Richardson criticized his rivals for challenging Clinton so sharply, rebuking their "holier-than-thou attitude."
But Edwards and Dodd cited Clinton's relatively high unfavorability ratings.
"Fifty percent of the American public say they're not going to vote for her," Dodd said.
On Social Security, moderator Tim Russert of NBC News asked Clinton why she told an Iowa voter, in an offstage comment overheard by an Associated Press reporter, that she was open to raising the cap on payroll taxes when the proposal is not part of her platform.
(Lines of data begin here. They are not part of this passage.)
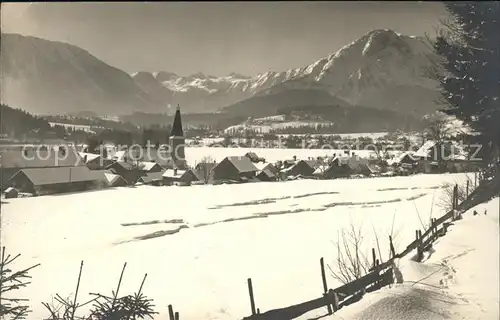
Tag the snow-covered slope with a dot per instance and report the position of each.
(43, 76)
(382, 69)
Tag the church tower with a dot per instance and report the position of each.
(177, 142)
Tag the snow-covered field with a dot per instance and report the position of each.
(458, 280)
(274, 233)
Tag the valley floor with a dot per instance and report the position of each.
(199, 245)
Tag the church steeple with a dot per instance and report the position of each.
(177, 126)
(177, 142)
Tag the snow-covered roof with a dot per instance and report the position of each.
(90, 156)
(111, 178)
(322, 168)
(147, 165)
(425, 149)
(171, 173)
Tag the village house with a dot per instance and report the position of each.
(179, 177)
(149, 167)
(11, 161)
(94, 161)
(254, 157)
(11, 193)
(40, 181)
(346, 166)
(128, 171)
(204, 170)
(239, 169)
(152, 178)
(267, 172)
(114, 180)
(303, 168)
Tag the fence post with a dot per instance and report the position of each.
(419, 245)
(391, 246)
(374, 257)
(325, 285)
(171, 312)
(335, 301)
(250, 292)
(475, 179)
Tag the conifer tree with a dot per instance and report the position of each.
(468, 49)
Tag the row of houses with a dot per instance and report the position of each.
(66, 170)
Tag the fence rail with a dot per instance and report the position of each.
(380, 275)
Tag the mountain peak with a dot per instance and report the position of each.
(238, 76)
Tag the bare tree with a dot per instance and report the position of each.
(11, 281)
(438, 127)
(447, 198)
(129, 307)
(351, 263)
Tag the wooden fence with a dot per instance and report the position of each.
(381, 274)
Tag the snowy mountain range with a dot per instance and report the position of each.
(382, 69)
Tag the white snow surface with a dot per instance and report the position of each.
(202, 269)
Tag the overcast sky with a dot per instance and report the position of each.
(215, 38)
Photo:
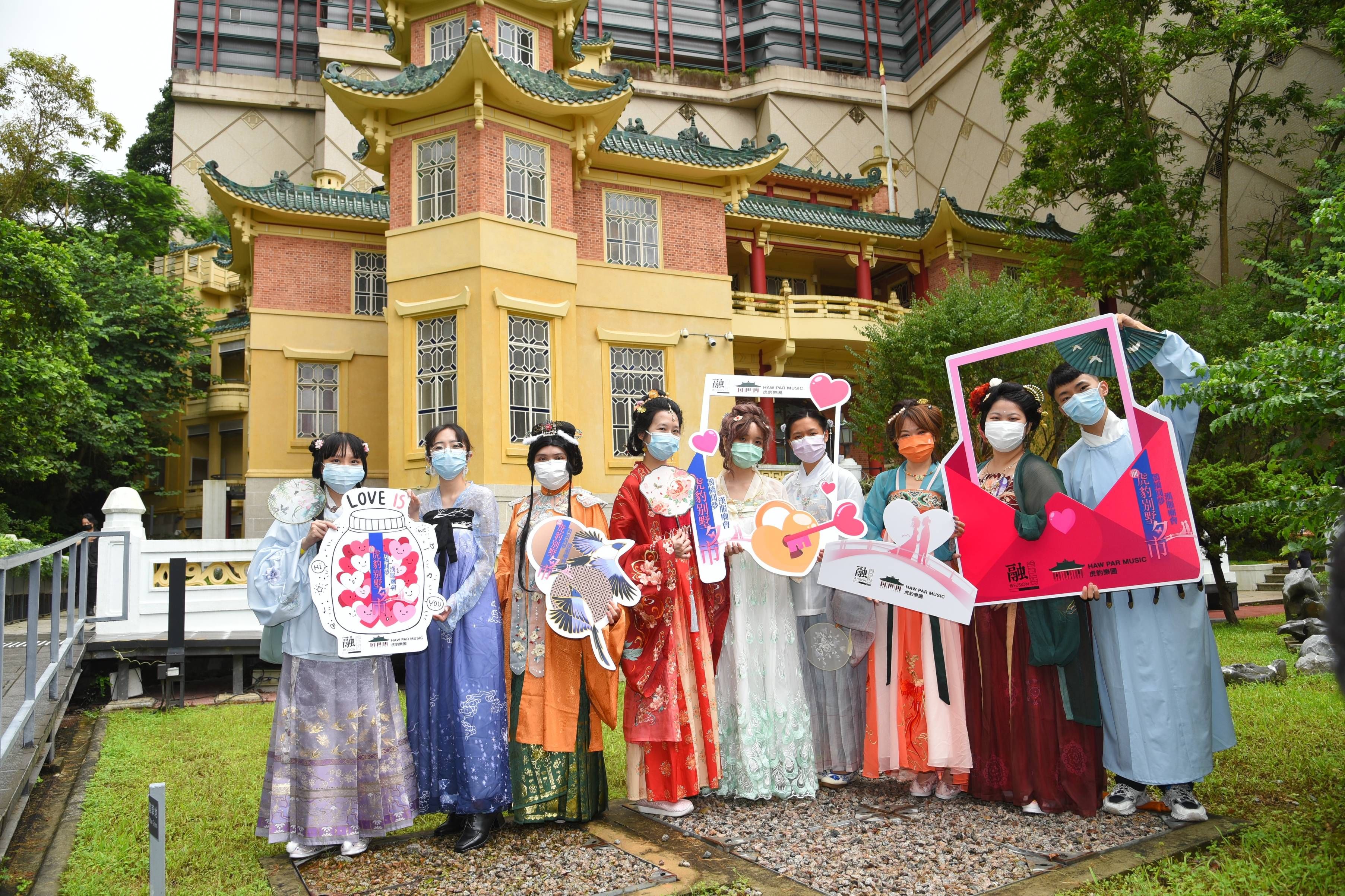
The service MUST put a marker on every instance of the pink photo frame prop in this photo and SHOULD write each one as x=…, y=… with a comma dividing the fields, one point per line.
x=1142, y=533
Clinton said she did not have a "private position" on Social Security. She would convene a bipartisan commission to recommend ways to strengthen the program, she said, and all the well-known suggestions "would be considered."
Only briefly did the candidates aim their remarks at Republicans. Delaware Sen. Joe Biden said former New York Mayor Rudy Giuliani "is genuinely not qualified to be president."
Giuliani's entire message is "a noun, a verb and 9/11," Biden said, but that he had "done nothing" to implement anti-terrorism recommendations by the 9/11 Commission.
Edwards, meanwhile, felt at least one jab. Kucinich, alluding to Edwards' past financial dealings, said: "When people get money from New York hedge funds and then they attack another person for getting money from Washington interest groups, you know what? They're both right."
Clinton said a New York state proposal to give drivers' licenses to illegal immigrants "makes a lot of sense," but she stopped short of a wholehearted endorsement. Only Dodd said he flatly opposed the idea.
In the debate's lightest moment, Kucinich confirmed seeing an unidentified flying object at the Washington state home of actress Shirley MacLaine. He said, with a smile, he would open a campaign office in Roswell, N.M., home to many alleged UFO sightings.
Obama said he would accompany his daughters in trick-or-treating on Halloween while wearing a Mitt Romney mask, which has "two sides to it, it goes in both directions."
The debate, held at Drexel University, was aired by MSNBC. Organizers excluded former Alaska Sen. Mike Gravel on grounds that he did not meet fundraising and polling thresholds.